Je suis venue photographier la scène underground, queer, Lgbt et continuer mon travail sur les Dieux du stade. Ce voyage m'aura transporté ailleurs, vers cet ailleurs qui devient chaque jour un peu plus familier grâce aux rencontres que je fais. En si peu de temps, je retrouve les valeurs simples comme la générosité, l'hospitalité et la bienveillance

Dès mon arrivée, alors que je recherche une bouteille d'eau, je fais la connaissance d'Anton. Anton est français et vit depuis deux ans à Kiev. On rejoint ses amis au bar qui se trouve juste à côté de la guérite où Anton venait prendre un thé. "Vernissaj", le plus ancien bar de Kiev, où se retrouve la jeune génération est le point de rendez-vous Kyivien.
Très vite des liens d'amitié se nouent et très vite nous devenons amis facebook.
Facebook, pour se tenir au courant des soirées, des gens à rencontrer, des liens à partager.
Dès le lendemain on se retrouve pour un vernissage.

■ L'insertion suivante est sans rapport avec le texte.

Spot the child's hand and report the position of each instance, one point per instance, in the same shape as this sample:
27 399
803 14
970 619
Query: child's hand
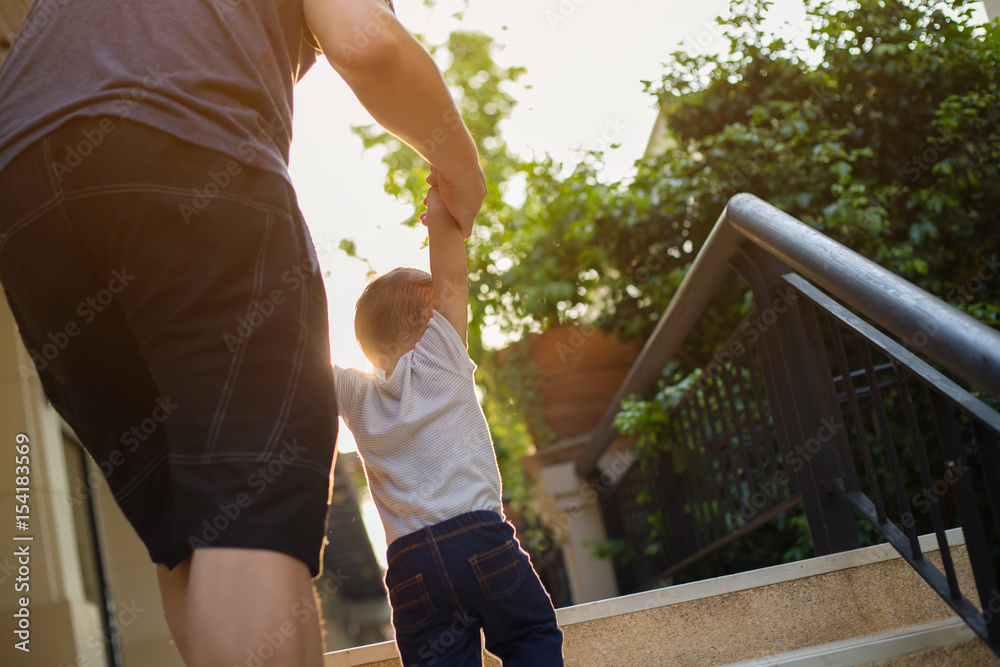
436 212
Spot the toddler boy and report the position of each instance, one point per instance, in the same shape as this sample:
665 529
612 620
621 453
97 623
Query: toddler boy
454 564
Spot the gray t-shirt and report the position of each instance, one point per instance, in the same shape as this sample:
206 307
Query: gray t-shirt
216 73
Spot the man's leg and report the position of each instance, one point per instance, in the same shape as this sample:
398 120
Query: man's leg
173 591
250 604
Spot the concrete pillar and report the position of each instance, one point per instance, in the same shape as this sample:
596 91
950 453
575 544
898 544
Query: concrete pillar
64 627
573 513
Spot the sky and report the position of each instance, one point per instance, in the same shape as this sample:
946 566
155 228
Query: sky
585 61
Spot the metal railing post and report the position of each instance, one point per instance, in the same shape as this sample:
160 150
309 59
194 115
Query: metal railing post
809 424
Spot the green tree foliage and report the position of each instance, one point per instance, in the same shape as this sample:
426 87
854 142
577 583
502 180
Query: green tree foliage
881 132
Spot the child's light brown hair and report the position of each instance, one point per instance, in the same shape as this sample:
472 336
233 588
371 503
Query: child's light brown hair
392 313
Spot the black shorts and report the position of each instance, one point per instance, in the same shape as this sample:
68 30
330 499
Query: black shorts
173 306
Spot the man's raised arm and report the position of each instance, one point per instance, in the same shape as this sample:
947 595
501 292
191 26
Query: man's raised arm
449 264
398 82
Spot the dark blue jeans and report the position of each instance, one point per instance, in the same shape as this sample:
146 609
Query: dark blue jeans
448 581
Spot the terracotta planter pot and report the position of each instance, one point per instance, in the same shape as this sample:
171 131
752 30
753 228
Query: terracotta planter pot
580 371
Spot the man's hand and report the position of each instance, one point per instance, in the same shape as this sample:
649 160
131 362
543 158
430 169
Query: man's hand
400 85
462 194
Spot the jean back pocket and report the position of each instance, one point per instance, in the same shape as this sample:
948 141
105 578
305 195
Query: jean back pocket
499 571
411 604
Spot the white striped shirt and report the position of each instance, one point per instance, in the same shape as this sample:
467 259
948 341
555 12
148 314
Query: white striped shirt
421 433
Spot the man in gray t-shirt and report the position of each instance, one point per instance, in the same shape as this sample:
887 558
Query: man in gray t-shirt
165 286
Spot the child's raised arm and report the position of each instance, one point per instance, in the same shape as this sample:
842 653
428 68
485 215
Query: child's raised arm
449 263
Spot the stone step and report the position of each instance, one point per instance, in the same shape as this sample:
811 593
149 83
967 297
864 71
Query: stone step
746 616
948 641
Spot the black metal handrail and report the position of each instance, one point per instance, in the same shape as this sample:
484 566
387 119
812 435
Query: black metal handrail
783 388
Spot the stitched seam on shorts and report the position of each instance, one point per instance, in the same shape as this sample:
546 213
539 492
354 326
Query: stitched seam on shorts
293 380
139 188
56 200
234 367
45 208
146 472
442 537
250 457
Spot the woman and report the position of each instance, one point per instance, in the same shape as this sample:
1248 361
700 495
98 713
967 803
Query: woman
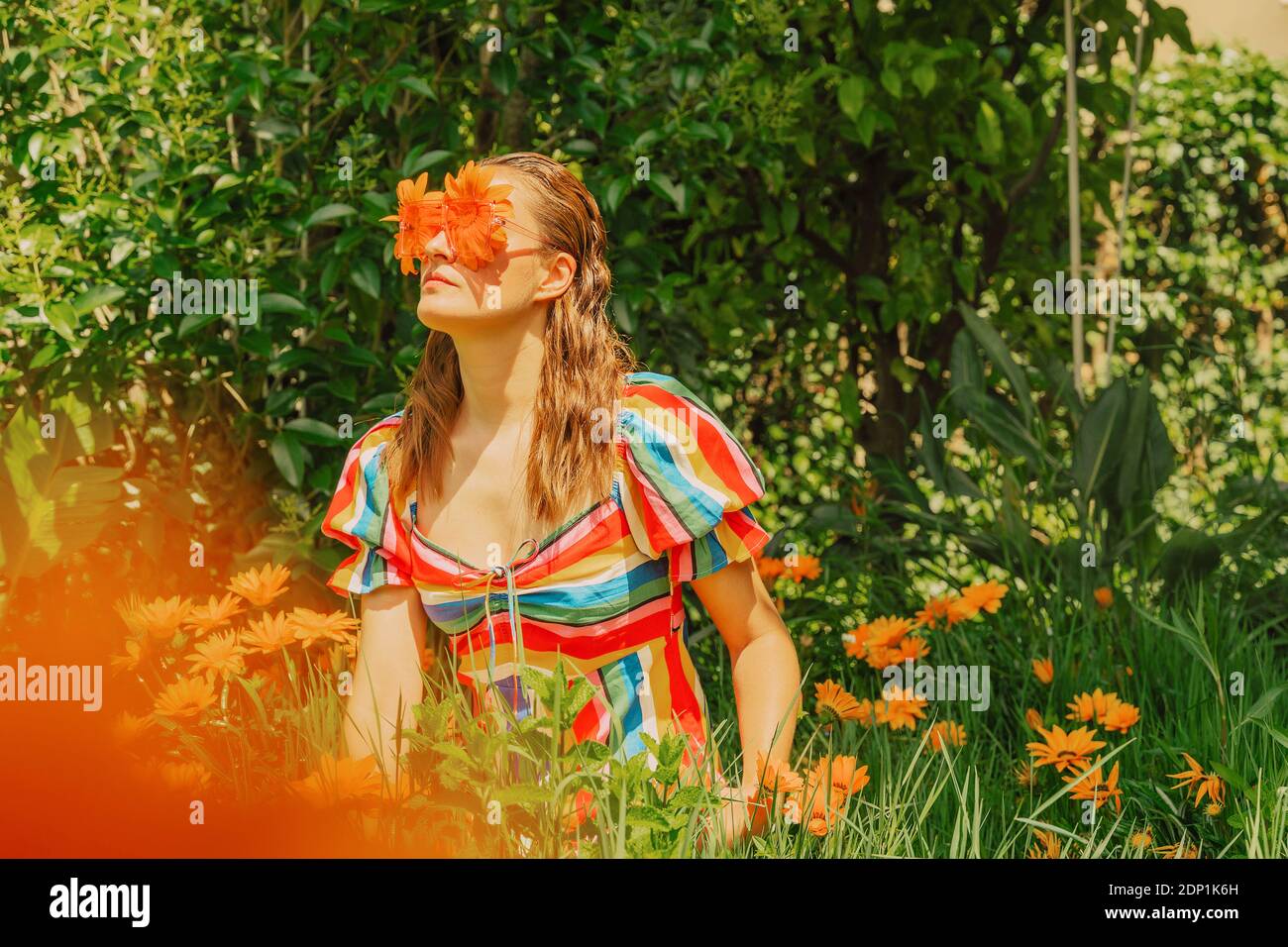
539 497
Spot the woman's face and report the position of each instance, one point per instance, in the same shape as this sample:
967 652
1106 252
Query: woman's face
456 299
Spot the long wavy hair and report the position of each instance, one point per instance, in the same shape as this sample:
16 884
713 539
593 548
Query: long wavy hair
581 373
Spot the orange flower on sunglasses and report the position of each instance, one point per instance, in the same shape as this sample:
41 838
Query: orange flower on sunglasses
471 209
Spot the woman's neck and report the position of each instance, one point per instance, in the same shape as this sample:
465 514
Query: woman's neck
500 372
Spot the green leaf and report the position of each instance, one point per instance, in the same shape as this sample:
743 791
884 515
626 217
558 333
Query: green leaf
196 320
892 81
850 95
279 302
330 211
288 458
805 149
988 131
923 76
366 277
1001 359
312 431
417 85
90 299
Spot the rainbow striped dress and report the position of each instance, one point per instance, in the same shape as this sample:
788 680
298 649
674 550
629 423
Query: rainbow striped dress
603 590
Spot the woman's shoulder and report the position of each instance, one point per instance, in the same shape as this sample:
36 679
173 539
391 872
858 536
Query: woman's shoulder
686 468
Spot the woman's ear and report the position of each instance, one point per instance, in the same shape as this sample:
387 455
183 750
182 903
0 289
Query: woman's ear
559 275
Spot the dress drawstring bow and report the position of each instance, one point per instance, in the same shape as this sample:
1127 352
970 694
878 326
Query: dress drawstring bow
511 598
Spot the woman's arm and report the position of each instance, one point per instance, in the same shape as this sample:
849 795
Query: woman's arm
767 676
387 672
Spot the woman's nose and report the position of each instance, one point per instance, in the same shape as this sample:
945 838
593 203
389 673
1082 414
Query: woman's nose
439 247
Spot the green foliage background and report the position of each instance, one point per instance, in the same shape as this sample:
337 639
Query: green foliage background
791 254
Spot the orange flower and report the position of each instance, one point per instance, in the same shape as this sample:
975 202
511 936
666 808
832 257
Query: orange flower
901 709
841 774
776 776
130 659
911 648
864 712
312 626
268 635
1025 776
214 613
1064 750
947 732
162 617
828 787
1091 706
417 215
1047 845
805 567
468 206
581 808
184 777
261 586
935 609
1207 784
130 611
887 633
1121 716
219 655
1093 785
984 596
184 697
958 609
340 783
833 703
855 641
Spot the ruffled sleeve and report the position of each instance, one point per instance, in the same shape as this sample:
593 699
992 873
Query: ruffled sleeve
688 480
362 517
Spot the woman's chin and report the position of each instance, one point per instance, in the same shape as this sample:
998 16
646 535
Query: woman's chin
446 318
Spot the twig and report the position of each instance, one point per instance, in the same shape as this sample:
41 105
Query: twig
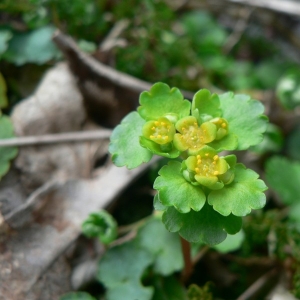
113 38
288 7
56 138
67 45
257 285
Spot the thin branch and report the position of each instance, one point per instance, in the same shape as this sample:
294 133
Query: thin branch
68 46
56 138
288 7
238 30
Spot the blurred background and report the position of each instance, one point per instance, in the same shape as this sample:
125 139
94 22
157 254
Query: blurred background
250 47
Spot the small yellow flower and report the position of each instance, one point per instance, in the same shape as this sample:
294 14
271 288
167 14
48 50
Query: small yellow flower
222 127
193 137
160 131
207 167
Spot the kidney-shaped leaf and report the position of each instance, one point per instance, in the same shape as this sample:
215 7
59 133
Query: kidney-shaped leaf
162 100
206 225
245 118
175 191
246 192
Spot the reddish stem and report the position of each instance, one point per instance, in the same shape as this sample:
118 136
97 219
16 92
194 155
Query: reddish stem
188 265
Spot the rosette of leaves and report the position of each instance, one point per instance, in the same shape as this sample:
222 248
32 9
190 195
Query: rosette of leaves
206 209
166 124
205 196
151 129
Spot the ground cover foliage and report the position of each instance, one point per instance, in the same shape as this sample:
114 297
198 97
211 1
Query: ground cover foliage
227 49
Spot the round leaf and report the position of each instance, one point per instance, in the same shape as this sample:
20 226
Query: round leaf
245 118
161 100
206 226
206 103
175 191
124 143
246 192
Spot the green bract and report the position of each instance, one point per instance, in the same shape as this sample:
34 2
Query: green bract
192 137
206 168
203 194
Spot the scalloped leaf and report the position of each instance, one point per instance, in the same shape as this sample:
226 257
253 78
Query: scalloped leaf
164 245
6 153
231 243
175 191
206 226
286 181
204 103
120 270
245 193
124 143
245 118
162 100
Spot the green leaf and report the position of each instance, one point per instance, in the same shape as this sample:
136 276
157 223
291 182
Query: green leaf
175 191
5 36
195 292
120 270
157 204
77 296
32 47
293 143
102 225
168 288
245 118
164 245
232 243
124 143
3 89
6 153
242 195
206 104
205 226
283 176
161 100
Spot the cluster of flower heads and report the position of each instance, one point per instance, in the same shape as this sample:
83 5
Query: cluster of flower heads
202 194
192 136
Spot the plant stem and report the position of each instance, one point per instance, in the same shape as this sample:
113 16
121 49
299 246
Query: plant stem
188 265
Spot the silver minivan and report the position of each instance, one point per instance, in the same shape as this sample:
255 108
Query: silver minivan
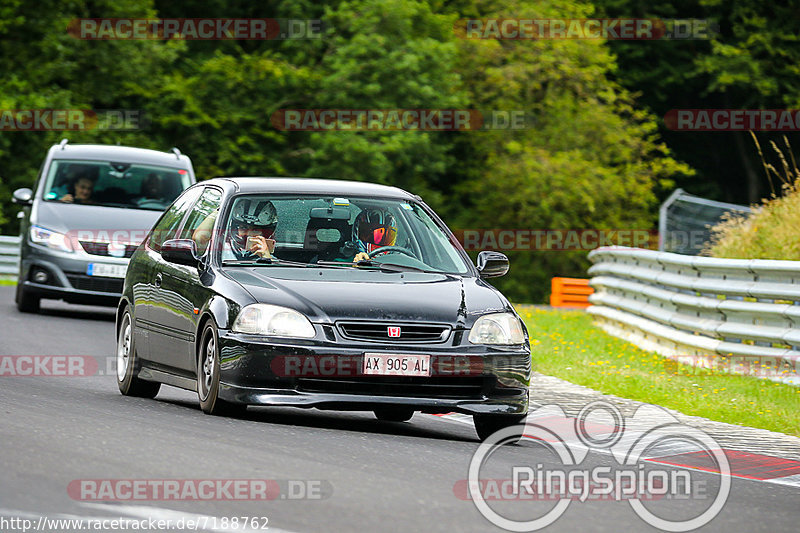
91 207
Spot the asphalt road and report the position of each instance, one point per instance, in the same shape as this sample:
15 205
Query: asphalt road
364 474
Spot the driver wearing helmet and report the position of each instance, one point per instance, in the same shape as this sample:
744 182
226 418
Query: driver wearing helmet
373 229
251 229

Je découvre aussi la ville par les yeux de Vera, mon hôte airbnb.
Vera a 60ans, parle français pour avoir suivi son mari ingénieur en Algérie, ce qui facilite nos échanges. Je découvre chez elle une personne d'une grande humanité et dont la foi se glisse dans ses gestes quotidiens. Vera m'explique qu'en tant que médecin elle a cotisée toute sa vie sous le régime communiste. A l'indépendance, le gouvernement qui se fou de ces vieux, leur donne une pension de 50€ par mois. Le contraste entre la nouvelle et l'ancienne génération est frappante ; ne serait-ce juste pour consommer un simple café en terrasse Vera ne se l'autorise pas.

Je me rends souvent au monastère où j'assiste de loin aux messes et écoute les chants orthodoxes. Les églises sont pleines et c'est un balais incessant d'entrées et sorties où toute une vie communautaire est bien organisée.

Ici, l'ancienne et la jeune génération se font face car il y a l'après Maïdan, l'après révolution où le désire de vivre est devenu pour la jeunesse si intense. Il y a la vie qui continue dans son ordre établit et, il y a la vie qui brûle chaque jour un peu plus.